In a not too distant future, the appliances in our homes could communicate without human intervention, workers might wear costumes that give them special abilities for their jobs and drones could largely take over package delivery. Telemedicine could give a new meaning to the term “doctor’s visit” and augmented reality may come to replace things that today we can’t do without, like the mobile phone.
By Otilia Haraga
“In a not too distant future, we could go for a walk wearing smart clothes and sit in the shadow of smart trees where we could recharge our batteries (literally), and spend our time having smart conversations with robots,” Victor Voicu, manager of the product management business segment at Telekom Romania, tells BR.
Having a conversation with a robot? Why not? Such an android has already been created. In the past, robots that acted and thought like people were the subject of many science-fiction movies, from Terminator, where robots rule the world, to Her, where the protagonist falls in love with an operating system.
But people are not the only ones who can have conversations with robots. Our home appliances will be communicating among themselves without human intervention. Machines will be controlled from a distance on a large scale to make our food, wash our clothes or control our home environment.
“By the end of 2020, it is estimated that more than 200 billion devices (cars, refrigerators, web cameras or smart TVs) will be connected to the internet,” says Voicu.
Deliveries are another field that will most likely be revolutionized by technology. Since Amazon revealed its Prime Air drone-based delivery system, this future has started to take shape. Competition will not cease, so in the future, people could get their ordered package in just a few minutes. Pizza delivery by drones? Today this no longer seems such a far-fetched concept.
But one of the most important ways in which technology will make an impact on the quality of people’s lives is through telemedicine.
“Telemedicine helps in reducing morbidity and mortality rates and patients who are monitored through such solutions live 15-55 percent longer than those who receive conventional care.
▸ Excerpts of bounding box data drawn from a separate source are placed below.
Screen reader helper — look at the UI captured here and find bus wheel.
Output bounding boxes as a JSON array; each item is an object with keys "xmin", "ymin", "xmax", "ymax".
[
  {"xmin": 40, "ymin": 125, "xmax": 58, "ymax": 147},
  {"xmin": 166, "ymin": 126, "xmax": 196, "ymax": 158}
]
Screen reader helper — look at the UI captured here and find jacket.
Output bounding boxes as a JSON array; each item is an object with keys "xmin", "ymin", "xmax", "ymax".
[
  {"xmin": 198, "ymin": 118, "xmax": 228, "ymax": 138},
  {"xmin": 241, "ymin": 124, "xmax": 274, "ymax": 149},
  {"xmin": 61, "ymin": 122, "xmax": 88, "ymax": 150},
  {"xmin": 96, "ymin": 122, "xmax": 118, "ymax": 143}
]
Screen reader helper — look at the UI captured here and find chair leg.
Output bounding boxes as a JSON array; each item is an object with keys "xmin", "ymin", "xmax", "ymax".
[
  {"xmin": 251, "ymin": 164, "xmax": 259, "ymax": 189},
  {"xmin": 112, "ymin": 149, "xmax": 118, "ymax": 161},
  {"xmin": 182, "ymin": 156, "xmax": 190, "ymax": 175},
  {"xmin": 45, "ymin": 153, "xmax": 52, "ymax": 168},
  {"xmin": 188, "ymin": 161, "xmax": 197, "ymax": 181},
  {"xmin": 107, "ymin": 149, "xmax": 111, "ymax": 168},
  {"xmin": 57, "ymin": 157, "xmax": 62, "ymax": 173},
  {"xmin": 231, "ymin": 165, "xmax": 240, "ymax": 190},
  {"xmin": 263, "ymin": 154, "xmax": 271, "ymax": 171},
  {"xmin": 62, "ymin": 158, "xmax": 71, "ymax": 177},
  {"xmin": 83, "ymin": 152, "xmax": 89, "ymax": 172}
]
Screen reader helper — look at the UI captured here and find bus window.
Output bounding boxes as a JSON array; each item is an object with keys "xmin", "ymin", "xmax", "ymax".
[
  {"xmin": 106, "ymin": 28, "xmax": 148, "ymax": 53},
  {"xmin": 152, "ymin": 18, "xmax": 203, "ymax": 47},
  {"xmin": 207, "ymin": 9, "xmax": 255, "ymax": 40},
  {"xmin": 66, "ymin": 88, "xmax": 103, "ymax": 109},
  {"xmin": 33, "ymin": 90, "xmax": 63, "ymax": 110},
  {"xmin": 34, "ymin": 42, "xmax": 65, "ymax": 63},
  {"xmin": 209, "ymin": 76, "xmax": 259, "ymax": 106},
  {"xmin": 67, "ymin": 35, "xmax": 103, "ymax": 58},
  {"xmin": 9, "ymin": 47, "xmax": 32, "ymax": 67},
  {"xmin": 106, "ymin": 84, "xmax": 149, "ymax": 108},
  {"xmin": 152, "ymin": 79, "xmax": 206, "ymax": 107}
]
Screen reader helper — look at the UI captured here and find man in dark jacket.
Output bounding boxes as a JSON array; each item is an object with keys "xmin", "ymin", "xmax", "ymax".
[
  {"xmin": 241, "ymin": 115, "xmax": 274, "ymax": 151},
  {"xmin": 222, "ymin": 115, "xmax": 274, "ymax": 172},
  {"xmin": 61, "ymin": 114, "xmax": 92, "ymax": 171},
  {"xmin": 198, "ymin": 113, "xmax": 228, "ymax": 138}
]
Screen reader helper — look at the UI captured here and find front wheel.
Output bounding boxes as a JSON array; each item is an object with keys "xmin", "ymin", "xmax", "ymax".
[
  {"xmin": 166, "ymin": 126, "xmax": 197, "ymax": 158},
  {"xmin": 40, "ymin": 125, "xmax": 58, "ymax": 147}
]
Telemedicine improves the health system overall, facilitating access to care for a high number of patients,” says Voicu.
He adds that the consistent use of telemedicine solutions by certain groups of the population and participation in special programs where members use fewer resources for medical care cuts the hospitalization rate by 30-50 percent, and the duration of hospital stays by 24-48 percent.
But any silver lining comes with its cloud. In the case of our growing reliance on technology, this takes the form of privacy challenges and billions of cyber-attacks. “By the end of 2016, there will be an estimated half a million informatic attacks every minute,” predicts Voicu.
Similarly, threats targeting mobile phones are also growing at a fast pace: surveys show a 263 percent growth in malware on the mobile over the past 12 months, he adds. “To avoid security problems in the Internet-of-Things area, it is advisable to set strong access patterns, use encrypted communication and to permanently run updates, the same as for any computer,” urges Voicu.
However, he believes that if used responsibly, technology will not produce negative effects. “On the contrary, it is a tool with which we can protect our bodies and our lives in general. There are numerous mobile applications that measure our heart rate, how many calories we have consumed, how many glasses of water we have drunk, and alert us if we exceed a certain limit – and the list could go on forever, especially since every day new ones are being launched,” says Voicu.